Entretanto, la gran factoría de Hollywood seguía su curso ordinario, identificando realidad con verdad, y ficción, con evasión. Enmarcado en ese discutible supuesto, encontré títulos como ‘El fabuloso Andersen’ (1952), de Charles Vidor; ‘Pulgarcito, el pequeño gigante’ (1958), de George Pal, una cinta de origen británico pero inundada por el espíritu hollywoodense; ‘Simbad y la princesa’ (1958), de Nathan Juran, producto típico de la serie B; o ‘El maravilloso mundo de los Hermanos Grimm’ (1962), de Henry Levin y George Pal. Sin embargo, es justo reconocer que, en los 50, Hollywood también producía largometrajes que, inspirados en cuentos de hadas, se erigían en auténticas reivindicaciones de autoría por parte de algunos artesanos -de los que nos ocuparemos específicamente en otra crónica - , como William Wyler, que me regaló la maravillosa ‘Vacaciones en Roma’ (1953).
Continué buscando respuestas en las películas de cuentos de hadas de los años 60 del siglo pasado. El mundo, como yo mismo, parecía caminar hacia un escepticismo desengañado que tenía su reflejo en películas donde el escapismo sensiblero parecía ser el elemento dominante (‘Mary Poppins’, 1964, de Robert Stevenson; ‘Sonrisas y lágrimas’, 1965, de Robert Wise). Todo apuntaba a que la desconfianza en las viejas doctrinas, sello de la mentalidad posmoderna, comenzaba su paulatino proceso de asentamiento. Así parecían corroborarlo títulos como ¡Piel de asno’ (1970), de Jacques Demi, película francesa que adolece del tono almibarado común a las que he citado como representativos de la década precedente. Sin embargo, a comienzos del decenio de los 70, se rueda una obra maestra, un anticuento, un contrafactum de la felicidad de la infancia, un viaje infernal hacia las dependencias del alma donde residen los miedos que porfían por agostar el amor como respuesta a nuestro deseo de permanecer, perpetuamente, en esa candidez sin final; esa película, bellísima, es ‘El espíritu de la Colmena’ (1973), de Víctor Erice.

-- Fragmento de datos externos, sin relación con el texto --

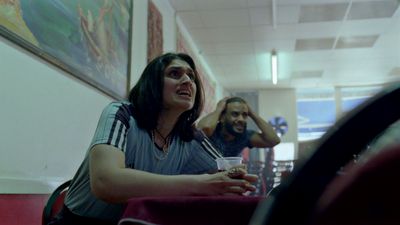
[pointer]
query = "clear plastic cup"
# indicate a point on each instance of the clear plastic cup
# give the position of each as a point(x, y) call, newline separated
point(226, 163)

Al carácter predominantemente melifluo de los largometrajes de los 60 y los 70, le sucedió la inclinación revisionista, tan posmoderna, y la factura híbrida de géneros al servicio de relecturas, en ocasiones tan delirantes como las actitudes descreídas que las inspiraron. Así vi ‘En compañía de lobos’ (1984), de Neil Jordan; y ‘Dreamchild’ (1985), de Gavin Millar. Y, cuando pensé que el cine de hadas de esta década renunciaba a la búsqueda de la verdad, una nueva película checa de animación, ‘Alice’ (1988), de Jan Svankmajer me convenció de lo precipitado de mi conclusión. ‘Alice’ es una vuelta a lo mejor del irracionalismo poético que trata de rasgar el velo de la apariencia para reconquistar la felicidad de la infancia, de la que nos exilamos tan pronto.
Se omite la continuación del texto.